Stepping into the mansion from the hot streets of the town was like moving into another world. A shadowy hallway opened up onto a dappled central courtyard, with cool green light filtering through the delicate leaves of a tree with outspread branches.
Two big, serene dogs lolled on the cool tiled floor. In places, the ancient red brick walls have been tastefully exposed, and all the doors are tall enough to accommodate the colonial men and woman of old as they entered their home astride their horses (I guess horses were watered and stabled within the walls of the house, in the courtyards).
The owners have put a lot of work into filling the mansion with Venezuelan antiques: not only large pieces of furniture, but little curios like old irons, typewriters, cameras and kitchen utensils pepper the corners of the house the way they must have, back in the day.
Also, many really beautiful old pieces of Pemon basketwork and weaving, together with cow and deer skulls, and a few rustic objets d’art, hang from the walls, or swing gently in mid-air, suspended from the high ceilings.
I love the high, open ceilings of colonial homes…in the tropics, it’s a great way to deal with the incredible heat.
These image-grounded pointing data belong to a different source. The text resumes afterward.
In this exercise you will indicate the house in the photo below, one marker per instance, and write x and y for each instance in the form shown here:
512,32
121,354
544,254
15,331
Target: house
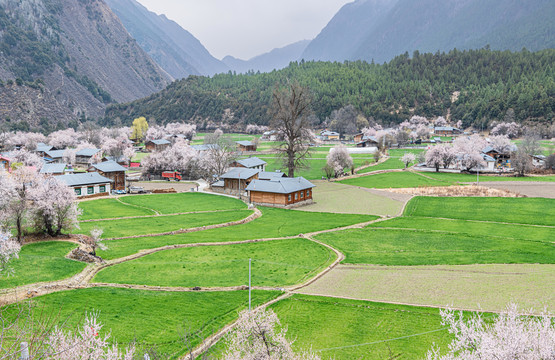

The extra wall space means that windows and doors were made much taller than their modern counterparts, letting in more wind and a really marvelous ambient light.
A room with a double bed, our own shower and toilet, and an electric fan (because we don’t like air-conditioning), was $3.00 per night (at the time of writing…prices change very fast, here…it is even cheaper now…$2.85 or something) Incredible.
Breakfast can be requested, but we preferred to eat outside, so I don’t know how good it is. No lunch or dinner, although you can use the kitchen to cook your own food (you may or may not need to have your own dishes, pots, pans…they haven’t got a lot of kitchen gear). There’s always coffee in the morning, two big flasks of it, and it’s good, strong coffee. The atmosphere is very “relaxed” and a bit “rustic”…meaning the staff sit around a lot, and don’t seem particularly eager to get to their feet when you ask them for something. It can be noisy, too…what with the dogs barking at pedestrians from the windows, the car alarms in the street going off now and then, and the owner’s wife spontaneously picking up a cuadro (a small guitar) and, together with some of the staff, bursting into the loud ballads typical of Los Llanos (The Plains). Out of tune. At seven in the morning. Outside your bedroom window.
But, for the excellent price and the beauty of the place, it’s totally worth putting up with the desperate, unrefined singing of The Lady of The House!